In the middle of a pandemic, a DNA test revealed a relationship my mom had been waiting for her whole life, but her families--known and foreign--are scattered around the world, still waiting for their first face-to-face meeting.
LinkedIn had a notification for me on May 1, 2020 that changed the life of my family forever, but I almost didn’t open it. An unfamiliar name with the headline “Ancestry.” Maybe it’s a membership offer to the Ancestry website, I thought, so I didn’t think to read it. I got another notification, however, this time on Facebook messenger. Same unknown person. Huh. Okay, maybe this is something else. So this time I gave it a try.

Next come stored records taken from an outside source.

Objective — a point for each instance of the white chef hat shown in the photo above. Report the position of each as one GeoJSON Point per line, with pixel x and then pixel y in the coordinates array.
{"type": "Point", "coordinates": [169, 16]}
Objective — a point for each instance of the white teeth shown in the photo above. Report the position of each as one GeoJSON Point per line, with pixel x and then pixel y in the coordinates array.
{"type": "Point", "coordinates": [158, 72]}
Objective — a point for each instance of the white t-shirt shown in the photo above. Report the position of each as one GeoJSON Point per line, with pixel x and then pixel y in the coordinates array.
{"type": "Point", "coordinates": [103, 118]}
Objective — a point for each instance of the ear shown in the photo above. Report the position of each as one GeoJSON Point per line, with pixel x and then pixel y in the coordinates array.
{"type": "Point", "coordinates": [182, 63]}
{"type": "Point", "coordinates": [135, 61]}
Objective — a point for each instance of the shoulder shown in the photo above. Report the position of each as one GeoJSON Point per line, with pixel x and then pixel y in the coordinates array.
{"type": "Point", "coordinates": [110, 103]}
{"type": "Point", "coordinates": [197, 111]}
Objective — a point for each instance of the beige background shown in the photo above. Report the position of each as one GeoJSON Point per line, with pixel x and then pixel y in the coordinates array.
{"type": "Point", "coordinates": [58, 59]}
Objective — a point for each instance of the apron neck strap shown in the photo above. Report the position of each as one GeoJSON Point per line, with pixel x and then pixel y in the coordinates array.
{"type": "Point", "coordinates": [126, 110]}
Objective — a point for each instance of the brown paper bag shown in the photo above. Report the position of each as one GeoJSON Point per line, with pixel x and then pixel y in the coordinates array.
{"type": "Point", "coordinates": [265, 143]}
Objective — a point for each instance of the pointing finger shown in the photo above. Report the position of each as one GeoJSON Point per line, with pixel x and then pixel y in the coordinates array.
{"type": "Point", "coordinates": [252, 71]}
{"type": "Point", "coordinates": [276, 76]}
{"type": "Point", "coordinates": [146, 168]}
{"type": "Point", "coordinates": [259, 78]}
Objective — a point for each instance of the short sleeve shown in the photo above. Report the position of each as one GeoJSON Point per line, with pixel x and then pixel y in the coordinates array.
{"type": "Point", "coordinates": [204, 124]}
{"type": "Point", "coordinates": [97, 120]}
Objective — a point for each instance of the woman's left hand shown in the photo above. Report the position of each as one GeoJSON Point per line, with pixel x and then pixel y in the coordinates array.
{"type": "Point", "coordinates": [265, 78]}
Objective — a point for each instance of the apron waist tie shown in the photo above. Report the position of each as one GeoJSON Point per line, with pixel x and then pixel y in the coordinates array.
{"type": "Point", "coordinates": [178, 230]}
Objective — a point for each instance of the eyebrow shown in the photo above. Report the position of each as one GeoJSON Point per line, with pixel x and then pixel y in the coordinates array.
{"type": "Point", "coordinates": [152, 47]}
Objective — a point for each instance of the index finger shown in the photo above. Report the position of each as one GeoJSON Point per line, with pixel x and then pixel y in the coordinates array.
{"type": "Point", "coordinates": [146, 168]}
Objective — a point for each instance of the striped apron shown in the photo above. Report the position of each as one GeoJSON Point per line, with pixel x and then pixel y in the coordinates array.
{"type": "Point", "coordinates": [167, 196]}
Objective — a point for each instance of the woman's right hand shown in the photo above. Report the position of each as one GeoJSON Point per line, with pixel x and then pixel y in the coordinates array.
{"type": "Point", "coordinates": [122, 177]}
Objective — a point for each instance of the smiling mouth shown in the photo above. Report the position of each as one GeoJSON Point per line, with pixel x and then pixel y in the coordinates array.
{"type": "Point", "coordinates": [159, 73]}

It was a message from a woman named Elizabeth, asking if I was related to a certain “Teresa Lopez-Pozas,” who happens to be my mother. She said that she and her family had done a DNA test that had revealed that they were closely related.
At this point, I didn’t expect much.
My mom, Teresa, was adopted around 60 years ago as an infant, and we never got a concrete story as to who gave her to her adoptive parents and why. The loving couple who adopted her were not able to meet her biological parents and also had very little to go by as my mom was somewhat passed onto them. We only had a dilapidated picture of her mother, and a name we could barely do anything with. This fact about her life was always a root of many habits she developed as well as lowly opinions of herself.
We only had a dilapidated picture of her mother, and a name we could barely do anything with. This fact about her life was always a root of many habits she developed as well as lowly opinions of herself.
I couldn’t count all the times my mom stopped to wonder in the middle of a movie or on the car ride home why she wasn’t worth having. This was something we learned to carry with her—my father, and us, her four children. I learned early on that telling someone who was adopted how lucky they were is bad practice. Just imagining what it would be like if I was adopted, gives me a knot in my stomach I can’t explain, just because I know the struggles of my mom’s life so well. This is definitely not to say that I am against adoption—because I am all for it, but we’re getting off-topic.
I reply to the message saying, “Hi Elizabeth. She’s my mom. That’s great.”
I got my mom a 23&me DNA test as a birthday present about two years back. An uncle also got her an Ancestry test kit before then. We thought we could figure out her heritage at best, and that’s exactly what we found—something to maybe explain my mom’s hazel eyes. The test showed that my mom is half-Filipino, and half-uhm, Spanish-English-Scandinavian. We couldn’t, however, find anyone closer than a third cousin, and hoped that maybe a closer relative would pop up in a few year’s time in the database, but never, say, a sibling—or more so a parent—given my mom’s age. I expected at best that Elizabeth was a cousin, trying to bury any expectation or hope just as my mom had done for so long.
I couldn’t count all the times my mom stopped to wonder in the middle of a movie or on the car ride home why she wasn’t worth having.
I asked Elizabeth calmly if she remembers the relation specified by 23&me on the site.
She replied, “It seems she is my half-sister.”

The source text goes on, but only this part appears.